20 October 2022, Rome: With rural hunger at very high levels in Central America’s Dry Corridor region, the time has come to “turn this emergency corridor into a corridor of opportunities,” QU Dongyu, Director-General of the Food and Agriculture Organization of the United Nations (FAO), said Tuesday during the World Food Forum.
“More than half of the 10 million people living in the area, which extends between Guatemala, Honduras, El Salvador, Costa Rica and Nicaragua, are engaged in agricultural activities, and more than 73 percent of the rural population live in poverty, with 7.1 million severely food insecure and 1.3 million children under the age of 5 stunted,” Qu said.
He spoke at a special high-level event on the Dry Corridor Regional Initiative, part of the Hand-in-Hand Investment Forum taking place this week at FAO Headquarters.
Increasingly frequent and adverse climate impacts have exacerbated the situation, “causing many farmers to abandon their tools, their animals and their land, and forcing an increasing number of people to migrate,” the Director-General said.
“We need to create hope for those people who wish to stay and not move away from their home,” he added.
“The Hand-in-Hand Initiative supports the process, together with key regional partners. Hand-in-Hand joint efforts support the implementation of nationally and regionally led ambitious programmes, to accelerate agrifood systems transformation. It uses advanced geospatial modeling and analytics as well as a robust partnership-building approach to accelerate the market-based transformation of agrifood systems. To raise incomes, improve the nutritional status and well-being of poor and vulnerable populations, and strengthen adaptation and resilience to climate change,” the Director-General said.
Four investment plans for building resilience in the Dry Corridor region are being presented to potential partners during matchmaking sessions during the Investment Forum.
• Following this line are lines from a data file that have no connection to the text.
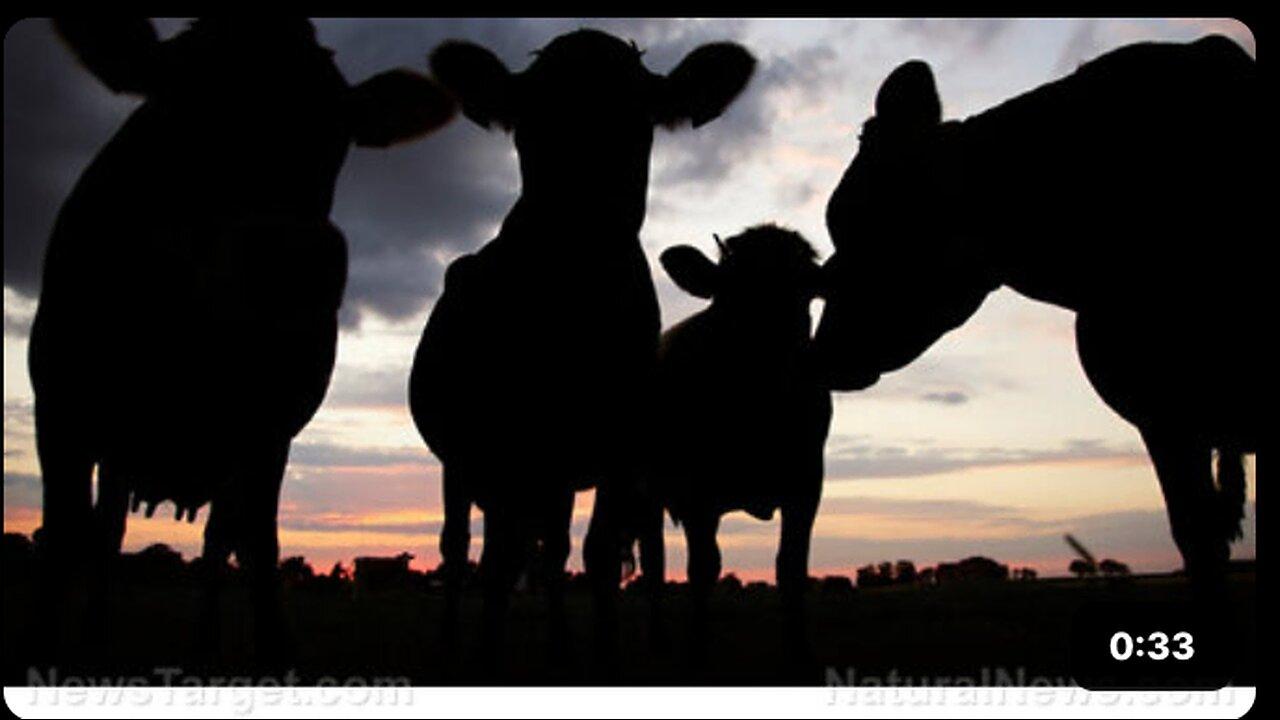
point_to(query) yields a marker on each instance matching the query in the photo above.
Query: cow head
(261, 90)
(764, 281)
(899, 278)
(583, 112)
They are focused on boosting access to markets, water supply systems, digital soil mapping and agricultural climate risk zoning, and were prepared under the leadership of the Central American Integration System (SICA), Central American Agricultural Council (CAC), Central American Commission for Environment and Development (CCAD) and the Central American Economic Integration Secretariat (SIECA).
Focus on outcomes
FAO Deputy Director-General Beth Bechdol told those participating, who included government ministers, officers from multilateral development banks and representatives of the private sector, as well as other stakeholders, that donors have a very keen interest in this particular project due to its potential for demonstrable success as it is focused on outcomes as opposed to outputs.
The real issue is how many people can be pulled out of poverty, can stay on their farms and in their communities, and have their children stay in school, she added noting that collaboration from all stakeholders was critical, and that the Initiative’s comprehensive approach to assessing productivity opportunities is exactly the kind of starting point to draw in the private sector. It provides granular indications essential for investors who need to know how and where to act.
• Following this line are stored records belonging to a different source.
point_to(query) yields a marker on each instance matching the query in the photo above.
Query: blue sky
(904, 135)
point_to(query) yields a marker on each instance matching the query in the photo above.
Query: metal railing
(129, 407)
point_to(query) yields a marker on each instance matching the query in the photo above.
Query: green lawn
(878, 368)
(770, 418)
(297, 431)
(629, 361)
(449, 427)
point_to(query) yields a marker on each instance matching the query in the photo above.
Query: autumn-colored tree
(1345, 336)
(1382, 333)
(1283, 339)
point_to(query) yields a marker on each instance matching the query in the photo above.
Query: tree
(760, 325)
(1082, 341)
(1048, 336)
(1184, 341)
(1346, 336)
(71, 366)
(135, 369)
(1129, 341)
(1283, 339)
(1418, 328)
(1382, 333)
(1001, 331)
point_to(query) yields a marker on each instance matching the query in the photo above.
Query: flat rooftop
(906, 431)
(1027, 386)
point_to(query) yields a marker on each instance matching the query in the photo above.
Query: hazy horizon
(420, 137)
Some 20 countries have presented specific investment plans at the Investment Forum. Two other regional initiatives, one for the Sahel region and one for a Panama Food Hub, have also been showcased.
FAO Chief Economist Maximo Torero emphasized the need to start the change in the Dry Corridor region based on science and innovation that the Hand-in-Hand Initiative brings in order to achieve the needed agrifood systems transformation.